This feature also serves useful for steps like split finding and column sub-sampling
Cache awareness: In XGBoost machine learning, Scala requires non-continuous memory access to obtain the gradient statistics by row index. Hence, Tianqi Chen designed XGBoost to optimize hardware usage. This optimization occurs by allocating internal buffers in each thread, where the workflow can store the gradient statistics. And these parallel tree make better XGboost algorithms with the help of julia and java lanuages.
Out-of-core computing: This feature optimizes the available disk space and maximizes its usage when handling huge datasets that do not fit into memory

Python Code for XGBoost

Here’s a live coding window to see how XGBoost works and play around with the code without leaving this article!

'''
The following code is for XGBoost
Created by - ANALYTICS VIDHYA
'''

# importing required libraries
import pandas as pd
from xgboost import XGBClassifier
from sklearn.metrics import accuracy_score

# read the train and test dataset
train_data = pd.read_csv('train-data.csv')
test_data = pd.read_csv('test-data.csv')

# shape of the dataset
print('Shape of training data :',train_data.shape)
print('Shape of testing data :',test_data.shape)

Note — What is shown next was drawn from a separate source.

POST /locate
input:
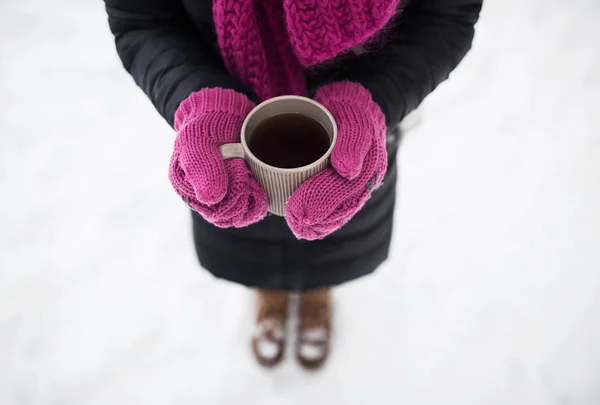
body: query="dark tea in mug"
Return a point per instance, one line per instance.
(289, 140)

# Now, we need to predict the missing target variable in the test data
# target variable - Survived

# seperate the independent and target variable on training data
train_x = train_data.drop(columns=['Survived'],axis=1)
train_y = train_data['Survived']

# seperate the independent and target variable on testing data
test_x = test_data.drop(columns=['Survived'],axis=1)
test_y = test_data['Survived']

'''
Create the object of the XGBoost model
You can also add other parameters and test your code here
Some parameters are : max_depth and n_estimators
Documentation of xgboost:

https://xgboost.readthedocs.io/en/latest/
'''
model = XGBClassifier()

# fit the model with the training data
model.fit(train_x,train_y)


# predict the target on the train dataset
predict_train = model.predict(train_x)
print('\nTarget on train data',predict_train) 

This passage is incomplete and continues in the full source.